## 1. Introducing DataFrames

**What's the point of `pandas`?**
> - `pandas` is a Python package for data manipulation.
> - It can also be used for data visualization; we'll get to that in Chapter 4.

**Course outline**
> - We'll start by talking about DataFrames, which form the core of `pandas`.
> - In chapter 2, we'll discuss aggregating data to gather insights.
> - In chapter 3, you'll learn all about slicing and indexing to subset DataFrames.
> - Finally, you'll visualize your data, deal with missing data, and read data into a DataFrame. Let's dive in.

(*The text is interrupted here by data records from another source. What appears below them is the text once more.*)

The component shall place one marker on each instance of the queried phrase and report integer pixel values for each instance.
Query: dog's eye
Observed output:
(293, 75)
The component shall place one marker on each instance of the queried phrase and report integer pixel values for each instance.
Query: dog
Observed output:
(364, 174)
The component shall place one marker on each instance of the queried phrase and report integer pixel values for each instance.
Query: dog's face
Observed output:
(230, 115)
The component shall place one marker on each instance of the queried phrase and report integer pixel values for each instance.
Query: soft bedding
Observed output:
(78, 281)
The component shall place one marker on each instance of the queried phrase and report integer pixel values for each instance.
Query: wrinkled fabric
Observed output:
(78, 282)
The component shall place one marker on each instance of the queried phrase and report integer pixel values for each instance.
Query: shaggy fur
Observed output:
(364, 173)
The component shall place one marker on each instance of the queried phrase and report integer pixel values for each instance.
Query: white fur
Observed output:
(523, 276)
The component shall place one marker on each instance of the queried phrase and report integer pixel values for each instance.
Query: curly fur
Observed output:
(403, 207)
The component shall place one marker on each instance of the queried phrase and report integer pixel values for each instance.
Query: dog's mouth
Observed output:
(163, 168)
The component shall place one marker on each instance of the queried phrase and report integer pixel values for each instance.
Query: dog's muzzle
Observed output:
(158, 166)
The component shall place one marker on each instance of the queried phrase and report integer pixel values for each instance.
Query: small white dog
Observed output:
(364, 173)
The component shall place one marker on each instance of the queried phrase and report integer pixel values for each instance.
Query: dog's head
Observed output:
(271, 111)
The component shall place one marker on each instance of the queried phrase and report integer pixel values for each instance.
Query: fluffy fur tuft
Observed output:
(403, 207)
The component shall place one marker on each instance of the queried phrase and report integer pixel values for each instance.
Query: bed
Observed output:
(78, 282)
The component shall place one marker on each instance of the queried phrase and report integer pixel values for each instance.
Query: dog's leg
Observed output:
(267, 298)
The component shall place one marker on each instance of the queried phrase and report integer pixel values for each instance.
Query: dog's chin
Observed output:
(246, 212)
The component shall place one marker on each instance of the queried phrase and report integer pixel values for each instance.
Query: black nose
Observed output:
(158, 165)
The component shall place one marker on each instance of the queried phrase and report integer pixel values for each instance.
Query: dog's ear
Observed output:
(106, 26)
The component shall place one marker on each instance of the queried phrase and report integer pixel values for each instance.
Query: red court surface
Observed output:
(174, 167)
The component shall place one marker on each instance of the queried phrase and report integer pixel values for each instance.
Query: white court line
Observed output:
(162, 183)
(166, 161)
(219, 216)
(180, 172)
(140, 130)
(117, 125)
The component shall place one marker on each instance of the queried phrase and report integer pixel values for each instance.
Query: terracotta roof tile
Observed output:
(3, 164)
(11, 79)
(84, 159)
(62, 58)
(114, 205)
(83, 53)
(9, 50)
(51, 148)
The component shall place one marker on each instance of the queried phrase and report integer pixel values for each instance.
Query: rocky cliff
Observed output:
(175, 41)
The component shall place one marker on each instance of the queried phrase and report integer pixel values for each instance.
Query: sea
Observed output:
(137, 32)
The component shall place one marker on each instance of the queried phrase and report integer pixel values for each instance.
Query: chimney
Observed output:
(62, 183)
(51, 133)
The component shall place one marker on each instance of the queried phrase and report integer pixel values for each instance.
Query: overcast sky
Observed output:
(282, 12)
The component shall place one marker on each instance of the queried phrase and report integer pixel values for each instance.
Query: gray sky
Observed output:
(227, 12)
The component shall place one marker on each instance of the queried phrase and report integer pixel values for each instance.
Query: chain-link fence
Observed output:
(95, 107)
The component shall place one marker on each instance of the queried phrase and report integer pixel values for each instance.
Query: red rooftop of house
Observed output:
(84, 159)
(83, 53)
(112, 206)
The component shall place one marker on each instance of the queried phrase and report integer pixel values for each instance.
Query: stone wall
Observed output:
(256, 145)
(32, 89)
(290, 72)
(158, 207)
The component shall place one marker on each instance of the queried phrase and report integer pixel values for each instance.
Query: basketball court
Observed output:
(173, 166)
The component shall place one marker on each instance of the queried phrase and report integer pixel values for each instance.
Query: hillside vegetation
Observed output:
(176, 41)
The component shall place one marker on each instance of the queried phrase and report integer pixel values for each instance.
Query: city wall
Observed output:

**`pandas` is built on NumPy and Matplotlib**
> - `pandas` is built on top of two essential Python packages, `numpy` and `matplotlib`.
> - `numpy` provides multidimensional array objects for easy data manipulation that pandas uses to store data.
> - `matplotlib` has powerful data visualization capabilities that pandas takes advantage of.

**`pandas` is popular**
> - pandas has millions of users, with [PyPi](https://pypistats.org/packages/pandas) recording about 14 million downloads in December 2019.
> - This represents almost the entire Python data science community!

**Rectangular data**
> - There are several ways to store data for analysis, but rectangular data, sometimes called "tabular data" is the most common form.
> - In this example, with dogs, each observation, or each dog, is a row, and each variable, or each dog property, is a column.
> - `pandas` is designed to work with rectangular data like this.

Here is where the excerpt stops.